Итак, если обсессивный невротик должен быть истеризирован с началом анализа и течении оного, то истеричку следует привести к смене дискурса и прекращению ожидания обрести знание от Другого.
4 красоты истерика[2]:
- Истерик ставит себя на место а – объекта желания.
- Прекрасное безразличие истерика, как говорит Фрейд. «Я пересплю с Вами, не надо усилий». Но это ничего не значит для меня.
- Спящая Красавица. Ждет Принца.
- Красавица и Чудовище. Можно встретить Принца и Зверя (перверта). Принц может превратиться в Зверя.
Амур и Психея
У царя с царицей были три дочки-красавицы. Психею, младшую и самую красивую, люди почитали как Венеру, забросив старые святилища богини. Слава о красоте Психеи прошла по всей земле и многие приезжали в город, чтобы воздать ей божеские почести. Разгневанная Венера, решив погубить соперницу, приказывает Амуру внушить «самозванке» любовь к негоднейшему из людей. К Психее никто не желал свататься, и она чувствовала себя очень несчастной оттого, что все любовались ею, как бездушной красотой, и никто не искал ее руки.
Переживая за любимую дочь, отец обратился к милетскому Оракулу, и бог ответил, что мужем Психеи станет не человек, а некто крылатый, палящий огнем, гроза богов и даже Стикса. Психею следует отвести на высокий обрыв и там оставить.
Родители подчинились и исполнили волю Оракула. Когда отец привел девушку в указанное место и оставил одну, с дуновением ветра Зефир (бог ветра) унес красавицу во дворец, где ее окружали невидимые слуги.
По ночам к ней является Амур, который уходит до восхода солнца. Он много раз предупреждает ее, что если она попытается его увидеть, то навсегда лишится супружеских объятий. Психея надеется узнать мужа в чертах будущего ребенка, которого носит под сердцем. От супруга она узнает, что ее разыскивают сестры, но эта встреча опасна. Психея со слезами вымаливает разрешение на встречу во дворце.
Сестры являются к обрыву и Зефир переносит их во дворец. Так они являются несколько раз. Из противоречивых рассказов Психеи о муже (то он молодой и красивый охотник, то почтенный торговец) они делают вывод, что это бог, но из зависти говорят, что это дракон, готовый съесть Психею вместе с ребенком.

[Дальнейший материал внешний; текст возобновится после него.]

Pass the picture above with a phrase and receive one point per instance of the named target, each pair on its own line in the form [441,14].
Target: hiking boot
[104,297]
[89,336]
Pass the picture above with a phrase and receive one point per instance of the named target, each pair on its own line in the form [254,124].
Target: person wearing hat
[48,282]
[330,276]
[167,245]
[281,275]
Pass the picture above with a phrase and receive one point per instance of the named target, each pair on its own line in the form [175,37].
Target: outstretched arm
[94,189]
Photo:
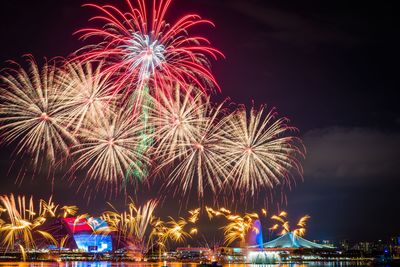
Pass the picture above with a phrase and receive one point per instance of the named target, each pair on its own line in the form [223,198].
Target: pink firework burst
[142,49]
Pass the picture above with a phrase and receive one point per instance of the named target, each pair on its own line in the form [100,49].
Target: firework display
[31,112]
[136,106]
[27,225]
[142,49]
[260,149]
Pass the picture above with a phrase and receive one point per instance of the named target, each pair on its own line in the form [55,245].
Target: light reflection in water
[136,264]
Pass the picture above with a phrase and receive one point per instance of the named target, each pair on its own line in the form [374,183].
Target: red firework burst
[141,49]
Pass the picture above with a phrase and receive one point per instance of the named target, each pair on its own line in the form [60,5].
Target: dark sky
[330,66]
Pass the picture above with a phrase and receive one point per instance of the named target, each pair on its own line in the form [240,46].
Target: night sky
[330,66]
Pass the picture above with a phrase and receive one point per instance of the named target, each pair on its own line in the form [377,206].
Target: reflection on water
[135,264]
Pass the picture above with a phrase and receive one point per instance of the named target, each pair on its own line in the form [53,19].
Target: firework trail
[107,150]
[177,119]
[30,112]
[199,162]
[85,94]
[261,149]
[143,50]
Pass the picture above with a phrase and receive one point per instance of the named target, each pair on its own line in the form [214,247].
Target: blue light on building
[93,243]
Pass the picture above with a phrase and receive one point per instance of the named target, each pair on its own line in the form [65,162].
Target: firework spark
[261,151]
[199,162]
[146,50]
[85,94]
[107,150]
[177,119]
[30,112]
[22,222]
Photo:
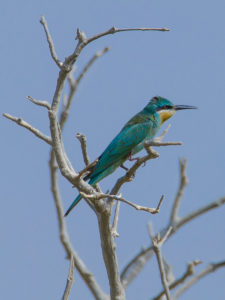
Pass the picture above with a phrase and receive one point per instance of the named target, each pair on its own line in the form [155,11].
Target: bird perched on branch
[130,140]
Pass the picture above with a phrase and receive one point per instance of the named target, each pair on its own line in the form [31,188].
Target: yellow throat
[166,114]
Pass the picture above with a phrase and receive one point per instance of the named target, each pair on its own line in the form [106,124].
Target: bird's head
[165,108]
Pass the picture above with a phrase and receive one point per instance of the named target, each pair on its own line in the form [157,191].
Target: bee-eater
[130,140]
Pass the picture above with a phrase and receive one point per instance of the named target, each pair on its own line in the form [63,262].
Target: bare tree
[102,203]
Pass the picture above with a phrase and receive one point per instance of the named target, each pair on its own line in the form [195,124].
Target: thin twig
[183,183]
[211,268]
[83,142]
[189,272]
[116,30]
[133,268]
[74,83]
[90,63]
[35,131]
[50,42]
[99,196]
[115,220]
[157,244]
[39,102]
[70,279]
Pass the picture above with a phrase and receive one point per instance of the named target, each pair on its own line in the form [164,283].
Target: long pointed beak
[180,107]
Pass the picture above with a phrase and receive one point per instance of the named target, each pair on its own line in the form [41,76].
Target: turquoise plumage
[130,140]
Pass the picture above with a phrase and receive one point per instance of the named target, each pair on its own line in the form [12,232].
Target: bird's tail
[79,197]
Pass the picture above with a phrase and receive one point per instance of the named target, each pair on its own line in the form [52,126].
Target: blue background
[185,65]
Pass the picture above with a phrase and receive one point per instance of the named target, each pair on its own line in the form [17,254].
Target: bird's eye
[166,107]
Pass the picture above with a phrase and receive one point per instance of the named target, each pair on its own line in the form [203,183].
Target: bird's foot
[131,158]
[123,167]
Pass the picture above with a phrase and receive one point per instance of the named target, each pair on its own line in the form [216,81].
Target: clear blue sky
[185,65]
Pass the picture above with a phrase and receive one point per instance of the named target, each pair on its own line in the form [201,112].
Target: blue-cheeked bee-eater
[130,140]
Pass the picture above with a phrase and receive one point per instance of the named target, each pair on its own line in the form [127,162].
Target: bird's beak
[180,107]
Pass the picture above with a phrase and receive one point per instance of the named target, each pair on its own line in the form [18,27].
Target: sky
[185,65]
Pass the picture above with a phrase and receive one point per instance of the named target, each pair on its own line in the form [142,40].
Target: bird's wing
[122,145]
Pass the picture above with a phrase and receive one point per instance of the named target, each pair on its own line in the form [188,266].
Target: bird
[130,140]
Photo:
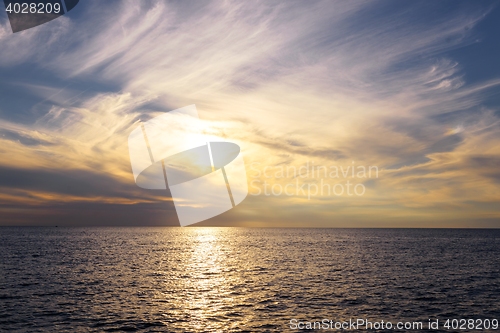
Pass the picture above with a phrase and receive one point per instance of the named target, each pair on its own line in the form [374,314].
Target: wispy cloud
[335,82]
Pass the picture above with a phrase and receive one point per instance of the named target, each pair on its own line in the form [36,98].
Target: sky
[407,89]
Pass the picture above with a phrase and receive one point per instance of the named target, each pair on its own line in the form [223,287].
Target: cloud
[330,82]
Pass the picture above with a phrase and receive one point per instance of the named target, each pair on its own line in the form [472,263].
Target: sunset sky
[411,87]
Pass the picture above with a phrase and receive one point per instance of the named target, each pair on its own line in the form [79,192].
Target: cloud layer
[329,83]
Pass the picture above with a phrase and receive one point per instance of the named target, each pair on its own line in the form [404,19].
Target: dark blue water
[236,279]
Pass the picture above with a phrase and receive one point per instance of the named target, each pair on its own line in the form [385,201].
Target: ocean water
[242,280]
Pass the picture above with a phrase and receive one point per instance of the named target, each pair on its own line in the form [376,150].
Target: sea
[172,279]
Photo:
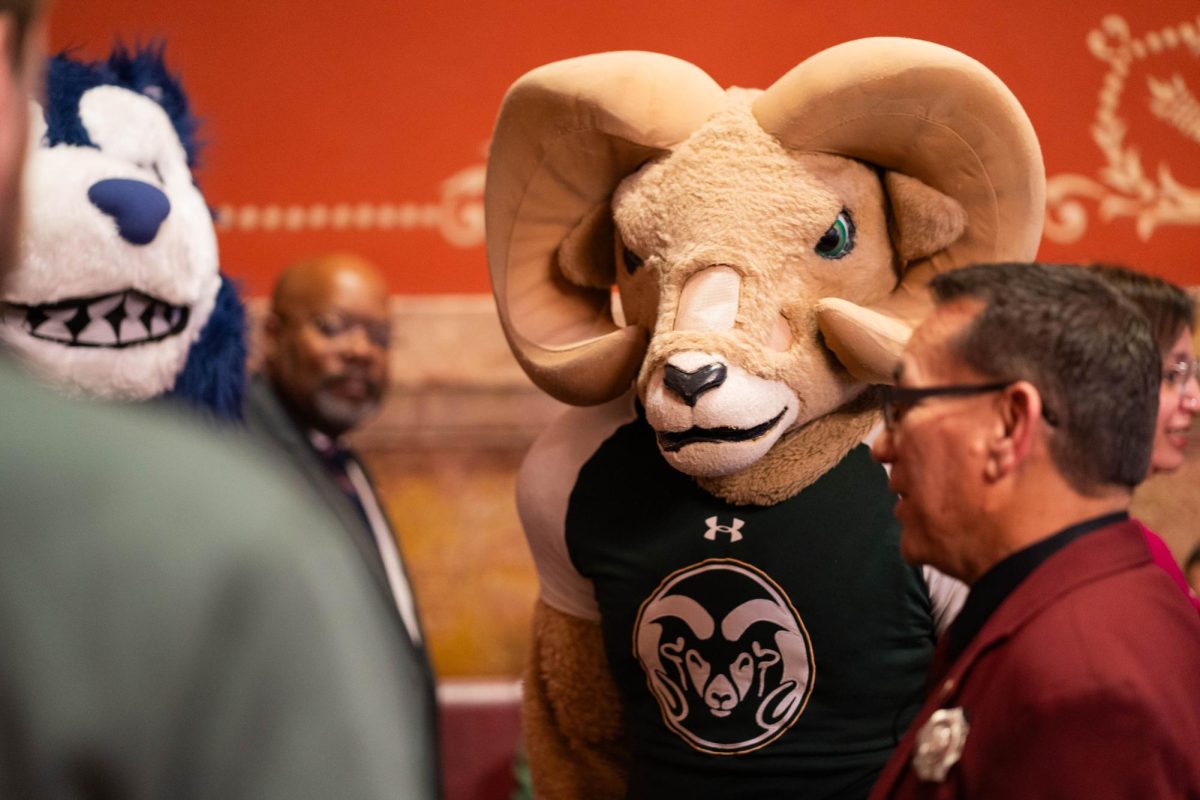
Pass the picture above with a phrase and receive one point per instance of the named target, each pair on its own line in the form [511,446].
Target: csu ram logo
[726,656]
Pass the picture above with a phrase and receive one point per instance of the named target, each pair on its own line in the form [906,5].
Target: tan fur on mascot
[724,611]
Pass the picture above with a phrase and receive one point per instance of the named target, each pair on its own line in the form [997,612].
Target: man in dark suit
[324,372]
[1020,422]
[175,620]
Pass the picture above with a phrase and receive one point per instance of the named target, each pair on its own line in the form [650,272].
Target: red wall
[378,103]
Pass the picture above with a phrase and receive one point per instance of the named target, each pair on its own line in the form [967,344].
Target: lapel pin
[940,744]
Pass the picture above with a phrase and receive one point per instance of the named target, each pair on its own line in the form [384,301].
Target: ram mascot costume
[724,611]
[118,293]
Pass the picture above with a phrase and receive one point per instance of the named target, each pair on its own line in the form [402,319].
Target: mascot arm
[573,721]
[573,717]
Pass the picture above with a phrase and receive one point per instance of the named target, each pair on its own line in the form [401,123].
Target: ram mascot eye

По их наущению она готовит бритву и масляную лампу, чтобы отсечь спящему чудовищу голову, но обнаруживает «нежнейшее и сладчайшее из всех диких зверей чудовище» — Купидона.
Масло с фитиля лампы обжигает плечо «господина всяческого огня», и Амур улетает. Психея, повиснув на его ноге, летит и падает. Амур, «знаменитый стрелок», который из любви «сам себя ранил своим же оружием», упрекает ее в неблагодарности, сидя на верхушке кипариса, а затем улетает.
Долго ходила Психея по всем землям, искав своего возлюбленного, пока не была вынуждена преклониться перед свекровью Венерой, которая ждала случая отомстить ей и уже послала разыскать ее Меркурия. В это время больной от обжога Амур лежал у своей матери. Очутившись под одной кровлей с супругом, но разлученная с ним, Психея должна была сносить всяческие преследования Венеры, которая, ища ей смерти, придумывала разные неисполнимые работы. Так, ей поручили разобрать по зернам и породам громадную кучу смешанного зерна, достать золотого руна с бешенных овец, добыть воды из Стикса и принести из подземного царства от Прозерпины ящик с чудесными притираниями.
Благодаря чужой помощи, Психея сделала все, что велела ей Венера, пока, наконец, не выздоровел Амур.
Тогда он обратился к содействию верховного олимпийского бога и с помощью его добился согласия небожителей на брак с Психеей, которая получила от Зевса бессмертие и была приобщена к сонму богов.
Завистливые сестры Психеи были наказаны за свою зависть и коварство тем,
что разбились об утес, прыгнув с него в расчете, что Зефир унесет их в
волшебный дворец Амура. От брака Психеи с Амуром родилось Наслаждение
(Вожделение).
[1] Лакан Ж. Образования бессознательного (Семинар: Книга V (1957/58)) / пер. с фр. А. Черноглазова. – М.: Гнозис, Логос, 2002. – 608 с.
[2] Эсканд К. Лекция в Международном Институте Глубинной Психологии «Психоанализ: испытание перверсией».